Phase I Dose-Escalation Study of a Monovalent Heat Shock Protein 70-Herpes Simplex Virus Type 2 (HSV-2) Peptide-Based Vaccine Designed To Prime or Boost CD8 T-Cell Responses in HSV-Naïve and HSV-2-Infected Subjects

Department of Medicine, University of Washington, Seattle, Washington 98195,¹ Department of Laboratory Medicine, University of Washington, Seattle, Washington 98195,² Department of Global Health Medicine, University of Washington, Seattle, Washington 98195,³ Benaroya Research Institute, Seattle, Washington 98101,⁴ Fred Hutchinson Cancer Research Center, Seattle, Washington 98109,⁵ Westover Heights Clinic, Portland, Oregon 97210,⁶ Department of Epidemiology, University of Washington, Seattle, Washington 98195,⁷ Antigenics, Inc., Lexington, Massachusetts 02421⁸

Received 16 January 2008/ Returned for modification 21 February 2008/ Accepted 12 March 2008

This was a phase I study to assess the safety, tolerability, and immunogenicity of escalating doses of AG-702, a noncovalent complex of an HLA A*0201-restricted epitope in the glycoprotein B protein of herpes simplex virus type 2 (gB2) and truncated human constitutive heat shock protein 70. Similar vaccines have been immunogenic in animals. Three injections of 10 to 250 µg were administered intradermally to HLA A*0201-bearing subjects who were either herpes simplex virus type 2 (HSV-2)-infected or HSV uninfected.

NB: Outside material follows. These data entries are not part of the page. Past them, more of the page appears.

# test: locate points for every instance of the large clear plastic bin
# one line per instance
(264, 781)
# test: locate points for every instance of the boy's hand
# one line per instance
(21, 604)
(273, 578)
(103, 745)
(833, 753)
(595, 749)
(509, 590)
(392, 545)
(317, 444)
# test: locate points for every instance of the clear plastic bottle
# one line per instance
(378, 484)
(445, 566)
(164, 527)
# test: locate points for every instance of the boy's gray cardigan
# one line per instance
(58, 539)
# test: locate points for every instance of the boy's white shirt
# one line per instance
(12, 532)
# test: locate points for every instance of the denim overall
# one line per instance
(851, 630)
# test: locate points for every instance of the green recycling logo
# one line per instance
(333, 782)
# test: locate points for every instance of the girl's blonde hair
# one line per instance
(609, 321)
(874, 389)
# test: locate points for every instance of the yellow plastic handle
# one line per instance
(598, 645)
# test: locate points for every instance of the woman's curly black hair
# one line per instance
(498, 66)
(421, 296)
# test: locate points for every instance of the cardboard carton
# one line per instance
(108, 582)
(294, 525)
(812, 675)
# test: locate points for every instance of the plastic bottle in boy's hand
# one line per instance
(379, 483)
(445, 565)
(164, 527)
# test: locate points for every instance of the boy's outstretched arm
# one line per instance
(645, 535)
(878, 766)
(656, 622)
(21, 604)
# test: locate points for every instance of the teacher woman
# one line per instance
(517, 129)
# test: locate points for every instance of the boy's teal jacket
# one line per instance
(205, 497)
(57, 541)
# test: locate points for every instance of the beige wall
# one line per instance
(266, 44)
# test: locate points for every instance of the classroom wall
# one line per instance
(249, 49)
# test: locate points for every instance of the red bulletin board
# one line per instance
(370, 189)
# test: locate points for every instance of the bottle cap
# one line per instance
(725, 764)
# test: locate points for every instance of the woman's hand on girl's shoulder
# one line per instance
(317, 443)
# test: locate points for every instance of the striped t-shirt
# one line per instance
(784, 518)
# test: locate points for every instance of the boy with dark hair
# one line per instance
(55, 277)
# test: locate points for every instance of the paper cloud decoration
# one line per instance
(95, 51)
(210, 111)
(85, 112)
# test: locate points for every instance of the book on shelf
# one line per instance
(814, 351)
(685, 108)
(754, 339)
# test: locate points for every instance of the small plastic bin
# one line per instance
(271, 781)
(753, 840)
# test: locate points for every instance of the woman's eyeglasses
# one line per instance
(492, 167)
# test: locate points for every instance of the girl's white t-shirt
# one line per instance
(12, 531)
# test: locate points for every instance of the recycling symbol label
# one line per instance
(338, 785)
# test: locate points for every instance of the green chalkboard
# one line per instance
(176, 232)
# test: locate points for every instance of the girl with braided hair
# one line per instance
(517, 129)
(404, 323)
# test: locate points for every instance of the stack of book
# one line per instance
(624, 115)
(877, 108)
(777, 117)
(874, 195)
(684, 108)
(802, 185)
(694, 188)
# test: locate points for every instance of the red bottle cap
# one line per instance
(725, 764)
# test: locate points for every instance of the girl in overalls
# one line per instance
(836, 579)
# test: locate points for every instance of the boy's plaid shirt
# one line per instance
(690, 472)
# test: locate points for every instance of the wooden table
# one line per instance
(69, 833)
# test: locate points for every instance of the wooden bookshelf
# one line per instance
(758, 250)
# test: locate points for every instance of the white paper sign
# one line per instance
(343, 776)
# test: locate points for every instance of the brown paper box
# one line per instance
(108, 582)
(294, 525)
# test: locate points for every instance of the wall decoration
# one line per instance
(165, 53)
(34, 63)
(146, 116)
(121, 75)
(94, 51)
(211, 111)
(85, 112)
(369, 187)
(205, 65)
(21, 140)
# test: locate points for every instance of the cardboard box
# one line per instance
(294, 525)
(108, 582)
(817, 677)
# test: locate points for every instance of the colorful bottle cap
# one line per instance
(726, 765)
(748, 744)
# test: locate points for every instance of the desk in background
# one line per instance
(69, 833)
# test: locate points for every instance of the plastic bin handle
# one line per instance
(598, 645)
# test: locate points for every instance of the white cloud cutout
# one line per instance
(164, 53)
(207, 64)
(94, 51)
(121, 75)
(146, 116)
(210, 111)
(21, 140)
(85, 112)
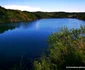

Sixty-two participants received the vaccine, 60 completed the protocol, and T-cell data were accrued for 56 subjects. The vaccine was safe and well tolerated. New or boosted responses to the HSV-2 CD8 epitope were not detected. Baseline responses to an epitope in virion proteins 13/14 were higher than responses to the gB2 epitope. A heat shock protein vaccine with an HSV-2 peptide appears to be safe at the doses studied in healthy adults with or without HSV infection. Modifications of the dose, adjuvant, route, schedule, or HSV antigen may be required to improve responses.

Published ahead of print on 19 March 2008.